La Procura di Roma ha aperto un’indagine su un presunto complotto per costringere Claudio Lotito a vendere la Lazio. L’ipotesi di reato è manipolazione del mercato, poiché il club biancoceleste è una società quotata in Borsa.
I carabinieri del nucleo investigativo, su disposizione dei magistrati, hanno effettuato perquisizioni ai vertici della Banca del Fucino e nei confronti del giornalista Luigi Bisignani. L’obiettivo è stato quello di sequestrare telefoni, computer e documenti per fare luce su una possibile “regia unitaria” e individuare eventuali “mandanti” dietro l’offensiva contro il patron del club.
Le indagini si sono sviluppate a partire da un precedente filone investigativo su striscioni e minacce. Dall’analisi dei dispositivi già sequestrati è emerso che alcune delle “attività di denigrazione” sui social network sarebbero state in parte finanziate da Francesco Maiolini, amministratore delegato della banca.
Gli inquirenti si sono poi concentrati su una serie di articoli apparsi sul quotidiano Il Tempo, ritenuti parte della stessa strategia. In particolare, un pezzo a firma di Bisignani del 31 maggio 2026 ha rilanciato quella che la Procura considera una notizia falsa: l’esistenza di una fantomatica offerta da 450 milioni di euro di JP Morgan per l’acquisto della società.
Un dettaglio ha attirato l’attenzione degli investigatori: nello stesso articolo si suggeriva a Lotito di rivolgersi a uomini della finanza per un nuovo corso, citando proprio Mauro Masi e Francesco Maiolini della Banca del Fucino. I tabulati telefonici hanno rivelato contatti “non occasionali” tra Maiolini e Bisignani negli ultimi due anni, a ridosso della pubblicazione degli scritti.
Un altro episodio riguarda due articoli che annunciavano l’imminente cessione del club, definiti dalla Procura “l’ennesima falsa notizia”. Secondo l’ipotesi accusatoria, da giugno 2024 è stata alimentata una campagna basata su informazioni false per destabilizzare la società.

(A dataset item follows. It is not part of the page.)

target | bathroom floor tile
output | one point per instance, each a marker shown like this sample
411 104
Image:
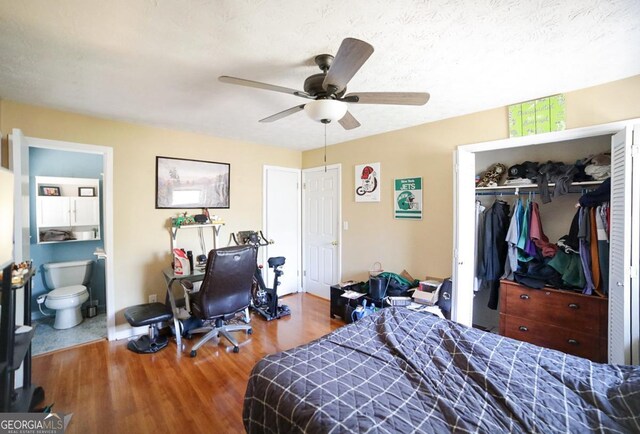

Queste notizie, come lo stato di decozione delle aziende di Lotito o la sua presunta volontà di retrocedere per incassare il “paracadute”, erano idonee a provocare “una sensibile alterazione del prezzo delle azioni”, configurando così la manipolazione del mercato.
Parallelamente, l’inchiesta copre la pressione diretta esercitata sul presidente. Le prime denunce di Lotito risalgono al 30 giugno 2025, quando ha raccontato di una campagna denigratoria in corso da circa un anno. La pressione si è manifestata con striscioni, adesivi sotto casa e telefonate minatorie.
Il 17 luglio 2026, il presidente ha denunciato di aver ricevuto una chiamata con minacce di morte se non avesse lasciato il club, seguita da altre dello stesso tenore. Le perquisizioni attuali mirano a trovare prove decisive come conversazioni ed e-mail per confermare o smentire il quadro accusatorio e rispondere alla domanda centrale: se qualcuno abbia tirato le fila dell’intera operazione.